Retour en arrière : en 2021, la production mondiale de véhicules avait chuté d’environ 21 %, et certains constructeurs avaient immobilisé des dizaines de milliers de voitures en attente de composants. La crise de 2020–2022 touchait surtout les microcontrôleurs et certaines puces logiques indispensables aux fonctions de base des véhicules. Cette fois, la pression vise surtout la mémoire — notamment la DRAM et la NAND, un type spécifique de semi-conducteurs.

Des voitures toujours plus gourmandes en mémoire

Les ADAS, les véhicules définis par logiciel (SDV) et la conduite assistée avancée augmentent les besoins en mémoire
ADAS, véhicules « software-defined » (SDV) et conduite assistée avancée : des fonctions qui font exploser les besoins en mémoire.

Le contexte technologique a changé : les véhicules modernes multiplient les calculateurs électroniques, les écrans et les systèmes d’aide à la conduite. En 2023, on estimait qu’une voiture moyenne embarquait environ 90 gigaoctets de mémoire répartis dans ses différents modules. Et ce volume pourrait quasiment tripler d’ici à 2026.

Les systèmes ADAS obligatoires en Europe, les architectures dites « software-defined vehicles » (SDV), ainsi que les fonctions avancées de conduite assistée renforcent la dépendance à la mémoire vive.

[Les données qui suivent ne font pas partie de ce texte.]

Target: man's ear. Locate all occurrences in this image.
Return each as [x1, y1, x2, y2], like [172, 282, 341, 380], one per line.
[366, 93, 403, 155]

Certains systèmes utilisent déjà des quantités comparables à celles d’un ordinateur portable.

Point important : la mémoire utilisée dans une voiture et celle qui équipe les serveurs d’IA ne sont pas strictement identiques. Mais elles proviennent des mêmes grands fournisseurs et mobilisent des capacités industrielles comparables. En clair, automobile et intelligence artificielle puisent dans le même réservoir industriel — et c’est là que la tension commence à se voir.

L’IA, concurrent direct de l’automobile sur la mémoire

Le marché mondial de la mémoire est dominé par trois géants : Samsung, SK Hynix et Micron. Face à la demande exponentielle des data centers d’intelligence artificielle, ces groupes réallouent une partie de leurs capacités vers des composants à plus forte valeur ajoutée, notamment la mémoire haute performance utilisée pour entraîner et faire tourner les modèles d’IA.

Il ne s’agit pas d’une pénurie généralisée de semi-conducteurs. C’est plus ciblé : certaines catégories deviennent plus tendues parce que l’IA paie davantage et absorbe une part croissante des volumes. Pour l’automobile, le problème est double : moins de quantités disponibles pour d’autres usages, et une pression sur les prix qui monte.

Des analystes évoquent déjà des achats préventifs dans le secteur afin de sécuriser les stocks. Pour l’instant, aucune crise comparable à celle de 2020–2022 n’est constatée. Mais l’équation industrielle change : la voiture devient progressivement dépendante d’un marché qu’elle ne pilote pas, et qui privilégie de plus en plus les infrastructures numériques mondiales. Pour les constructeurs, au-delà de la techno, la stratégie d’approvisionnement revient clairement au centre du jeu.

Conclusion

Après avoir découvert à quel point une chaîne d’approvisionnement peut fragiliser toute l’industrie, l’automobile fait face à un nouvel arbitre : l’IA, capable d’attirer à elle les capacités de production les plus rentables. La question n’est plus seulement « combien de mémoire faut-il ? », mais « qui l’obtiendra au bon moment et au bon prix ? ». Dans les prochaines années, la bataille se jouera autant dans les usines de puces que dans les idées.

Foire aux Questions

Quels acteurs dominent le marché mondial de la mémoire selon l’article ?

Le marché mondial de la mémoire est dominé par Samsung, SK Hynix et Micron.

Quelle quantité de mémoire une voiture moyenne embarquait-elle en 2023 selon l’article ?

En 2023, une voiture moyenne embarquait environ 90 gigaoctets de mémoire répartis dans ses différents modules.

Quelles catégories de mémoire sont principalement visées par la tension décrite dans l’article ?

La tension vise principalement la mémoire, notamment la DRAM et la NAND.